Une procédure de médiation peut être engagée lorsque la situation le permet. Le médiateur, choisi d’un commun accord et extérieur à l’entreprise, tente de rétablir le dialogue et de proposer des solutions pour mettre fin aux agissements. En cas d’échec, il informe les parties des risques juridiques encourus et des voies de recours possibles.
Sanctions disciplinaires, civiles et pénales en 2025
Tout salarié auteur d’agissements de harcèlement moral s’expose à des sanctions disciplinaires pouvant aller de l’avertissement au licenciement pour faute grave. L’employeur qui laisse perdurer une situation de harcèlement engage sa propre responsabilité et peut être condamné pour manquement à son obligation de sécurité.
Devant le conseil de prud’hommes, la victime peut obtenir la reconnaissance du harcèlement moral, la nullité d’un licenciement, des dommages et intérêts pour réparer son préjudice moral, professionnel et matériel, ainsi que, le cas échéant, des rappels de salaire. Lorsque le harcèlement a conduit à une inaptitude médicale ou à une dégradation majeure de la santé, les indemnités peuvent être particulièrement importantes.
Sur le plan pénal, le harcèlement moral est un délit. L’article 222-33-2 du Code pénal prévoit, en 2025, une peine pouvant aller jusqu’à deux ans d’emprisonnement et trente mille euros d’amende, avec des peines aggravées en présence de certaines circonstances, par exemple quand la victime est particulièrement vulnérable. La plainte peut être déposée auprès d’un commissariat, d’une brigade de gendarmerie ou directement auprès du procureur de la République. En cas de condamnation, le harceleur peut être tenu de verser des dommages et intérêts à la victime.
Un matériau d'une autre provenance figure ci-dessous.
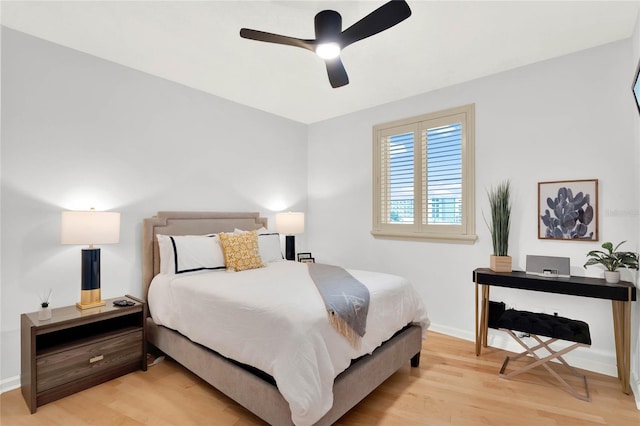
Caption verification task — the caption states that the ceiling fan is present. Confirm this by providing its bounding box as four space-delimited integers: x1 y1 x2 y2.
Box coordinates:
240 0 411 88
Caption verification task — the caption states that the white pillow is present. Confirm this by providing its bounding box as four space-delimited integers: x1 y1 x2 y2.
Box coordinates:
258 233 283 263
233 227 284 263
157 234 225 274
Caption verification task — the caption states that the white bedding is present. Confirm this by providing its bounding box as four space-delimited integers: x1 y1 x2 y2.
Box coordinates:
148 261 429 426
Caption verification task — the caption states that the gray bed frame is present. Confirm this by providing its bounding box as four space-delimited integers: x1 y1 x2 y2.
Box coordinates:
142 212 422 425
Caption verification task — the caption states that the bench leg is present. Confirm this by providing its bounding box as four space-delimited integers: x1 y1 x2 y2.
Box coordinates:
411 352 420 368
500 328 591 401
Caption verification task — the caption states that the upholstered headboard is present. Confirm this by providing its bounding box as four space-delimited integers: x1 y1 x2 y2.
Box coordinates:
142 212 267 299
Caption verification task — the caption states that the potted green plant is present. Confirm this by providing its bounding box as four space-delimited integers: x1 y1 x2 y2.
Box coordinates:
485 180 511 272
584 241 638 284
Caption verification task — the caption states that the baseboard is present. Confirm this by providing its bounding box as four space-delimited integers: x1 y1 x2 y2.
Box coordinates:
631 371 640 410
0 376 20 394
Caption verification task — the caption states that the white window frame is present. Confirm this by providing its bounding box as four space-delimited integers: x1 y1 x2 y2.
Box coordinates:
371 104 477 243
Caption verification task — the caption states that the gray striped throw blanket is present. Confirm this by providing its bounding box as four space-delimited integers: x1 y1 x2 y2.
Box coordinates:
307 263 369 348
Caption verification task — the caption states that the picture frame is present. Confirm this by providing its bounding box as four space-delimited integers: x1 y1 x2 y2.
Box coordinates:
538 179 598 241
631 61 640 114
298 253 313 262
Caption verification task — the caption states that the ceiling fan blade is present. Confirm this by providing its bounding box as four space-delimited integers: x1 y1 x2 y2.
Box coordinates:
340 0 411 49
324 56 349 89
240 28 317 51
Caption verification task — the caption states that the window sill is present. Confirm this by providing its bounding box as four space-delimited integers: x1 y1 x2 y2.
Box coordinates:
371 231 478 244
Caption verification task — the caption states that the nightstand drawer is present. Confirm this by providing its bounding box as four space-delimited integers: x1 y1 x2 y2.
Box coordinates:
36 330 143 392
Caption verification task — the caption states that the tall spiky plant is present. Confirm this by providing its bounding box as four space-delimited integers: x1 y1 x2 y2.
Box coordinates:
485 180 511 256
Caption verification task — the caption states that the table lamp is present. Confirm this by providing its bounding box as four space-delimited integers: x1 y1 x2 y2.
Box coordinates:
276 212 304 260
60 209 120 309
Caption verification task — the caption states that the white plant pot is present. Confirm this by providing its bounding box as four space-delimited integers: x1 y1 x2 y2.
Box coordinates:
38 306 51 321
604 271 620 284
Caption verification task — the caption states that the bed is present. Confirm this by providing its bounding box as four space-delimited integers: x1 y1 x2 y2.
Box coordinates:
142 212 429 425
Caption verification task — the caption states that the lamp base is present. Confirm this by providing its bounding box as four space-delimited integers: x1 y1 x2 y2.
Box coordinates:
76 288 107 309
284 235 296 260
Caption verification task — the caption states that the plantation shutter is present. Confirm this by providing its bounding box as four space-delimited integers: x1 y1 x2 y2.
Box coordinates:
379 128 415 224
371 105 477 242
421 123 462 225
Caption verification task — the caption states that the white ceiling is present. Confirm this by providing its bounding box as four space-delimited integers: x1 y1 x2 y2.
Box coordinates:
0 0 640 123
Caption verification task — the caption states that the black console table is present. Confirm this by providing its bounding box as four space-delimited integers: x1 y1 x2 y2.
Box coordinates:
473 268 636 394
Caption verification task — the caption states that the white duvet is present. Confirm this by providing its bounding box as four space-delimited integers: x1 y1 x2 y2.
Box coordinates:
148 261 429 426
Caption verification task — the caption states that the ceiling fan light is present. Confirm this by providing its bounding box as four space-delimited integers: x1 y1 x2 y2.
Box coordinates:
316 42 340 59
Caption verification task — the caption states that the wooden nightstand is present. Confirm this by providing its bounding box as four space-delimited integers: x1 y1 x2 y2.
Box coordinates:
20 296 147 413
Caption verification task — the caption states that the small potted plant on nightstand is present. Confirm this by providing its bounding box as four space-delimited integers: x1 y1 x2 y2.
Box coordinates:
485 180 511 272
584 241 638 284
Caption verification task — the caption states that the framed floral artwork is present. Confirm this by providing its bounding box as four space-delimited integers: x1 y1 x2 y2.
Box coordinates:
538 179 598 241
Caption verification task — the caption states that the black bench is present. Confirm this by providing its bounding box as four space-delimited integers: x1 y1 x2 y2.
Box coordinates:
489 302 591 401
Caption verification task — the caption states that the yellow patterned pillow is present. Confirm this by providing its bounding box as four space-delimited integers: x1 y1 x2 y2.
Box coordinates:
218 231 263 271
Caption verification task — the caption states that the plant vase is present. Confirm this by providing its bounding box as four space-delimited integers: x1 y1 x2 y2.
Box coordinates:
38 303 51 321
489 255 512 272
604 271 620 284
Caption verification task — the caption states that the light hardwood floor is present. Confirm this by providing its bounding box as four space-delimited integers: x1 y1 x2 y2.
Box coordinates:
0 332 640 426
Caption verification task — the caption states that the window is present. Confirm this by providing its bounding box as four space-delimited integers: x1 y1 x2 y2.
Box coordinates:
371 105 476 241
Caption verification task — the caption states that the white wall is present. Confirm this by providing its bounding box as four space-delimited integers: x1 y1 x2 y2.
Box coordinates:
308 40 638 382
629 8 640 404
0 28 307 384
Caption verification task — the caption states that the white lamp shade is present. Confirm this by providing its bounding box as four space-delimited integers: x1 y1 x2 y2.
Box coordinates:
276 212 304 235
60 210 120 245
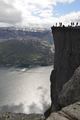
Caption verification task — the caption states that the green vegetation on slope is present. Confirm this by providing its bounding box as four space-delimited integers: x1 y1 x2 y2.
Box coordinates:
0 40 53 67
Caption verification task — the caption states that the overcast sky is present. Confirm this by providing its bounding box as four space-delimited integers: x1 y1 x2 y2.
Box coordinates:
0 0 80 26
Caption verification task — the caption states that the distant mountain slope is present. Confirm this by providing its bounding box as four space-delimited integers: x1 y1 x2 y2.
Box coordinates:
0 27 53 44
0 40 53 67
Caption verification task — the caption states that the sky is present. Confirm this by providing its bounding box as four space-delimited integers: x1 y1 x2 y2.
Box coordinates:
0 0 80 27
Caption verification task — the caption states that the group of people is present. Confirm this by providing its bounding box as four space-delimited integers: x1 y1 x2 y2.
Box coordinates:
56 22 78 27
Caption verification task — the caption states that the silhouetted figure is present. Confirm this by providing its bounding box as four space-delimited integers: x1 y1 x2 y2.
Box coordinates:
76 22 78 26
56 23 57 27
59 22 62 27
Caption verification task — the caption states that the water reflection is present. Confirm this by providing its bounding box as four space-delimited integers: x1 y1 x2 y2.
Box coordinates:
0 66 52 113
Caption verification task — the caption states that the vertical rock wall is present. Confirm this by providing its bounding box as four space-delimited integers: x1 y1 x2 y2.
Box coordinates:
50 27 80 111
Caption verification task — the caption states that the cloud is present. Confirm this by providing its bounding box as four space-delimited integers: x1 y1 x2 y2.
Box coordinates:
0 0 21 24
58 11 80 25
0 103 24 113
0 0 80 26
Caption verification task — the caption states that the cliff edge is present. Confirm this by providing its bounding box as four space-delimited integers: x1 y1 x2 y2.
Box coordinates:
48 26 80 112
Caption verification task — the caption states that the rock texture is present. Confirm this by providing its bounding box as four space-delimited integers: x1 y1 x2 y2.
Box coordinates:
47 102 80 120
0 112 44 120
59 66 80 107
50 27 80 111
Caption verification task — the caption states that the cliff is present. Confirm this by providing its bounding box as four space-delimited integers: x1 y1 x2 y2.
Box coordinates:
48 26 80 112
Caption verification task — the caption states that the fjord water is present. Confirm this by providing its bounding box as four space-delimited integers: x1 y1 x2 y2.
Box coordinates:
0 66 53 113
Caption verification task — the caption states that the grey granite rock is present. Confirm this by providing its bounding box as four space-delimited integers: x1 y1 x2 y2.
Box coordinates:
47 102 80 120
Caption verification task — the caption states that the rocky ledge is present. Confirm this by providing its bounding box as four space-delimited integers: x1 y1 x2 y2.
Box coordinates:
47 102 80 120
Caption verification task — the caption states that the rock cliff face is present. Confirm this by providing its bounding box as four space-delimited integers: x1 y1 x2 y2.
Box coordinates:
50 27 80 111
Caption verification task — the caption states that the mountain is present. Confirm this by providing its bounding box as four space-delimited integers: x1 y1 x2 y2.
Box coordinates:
0 40 53 67
0 27 53 44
Une personne victime de harcèlement moral n’est donc pas démunie. En combinant les recours internes auprès de l’employeur, les actions devant le conseil de prud’hommes et, si nécessaire, une plainte pénale, elle peut obtenir la cessation des agissements, la protection de son emploi ou une rupture indemnisée, ainsi que la réparation de l’atteinte à sa dignité et à sa santé.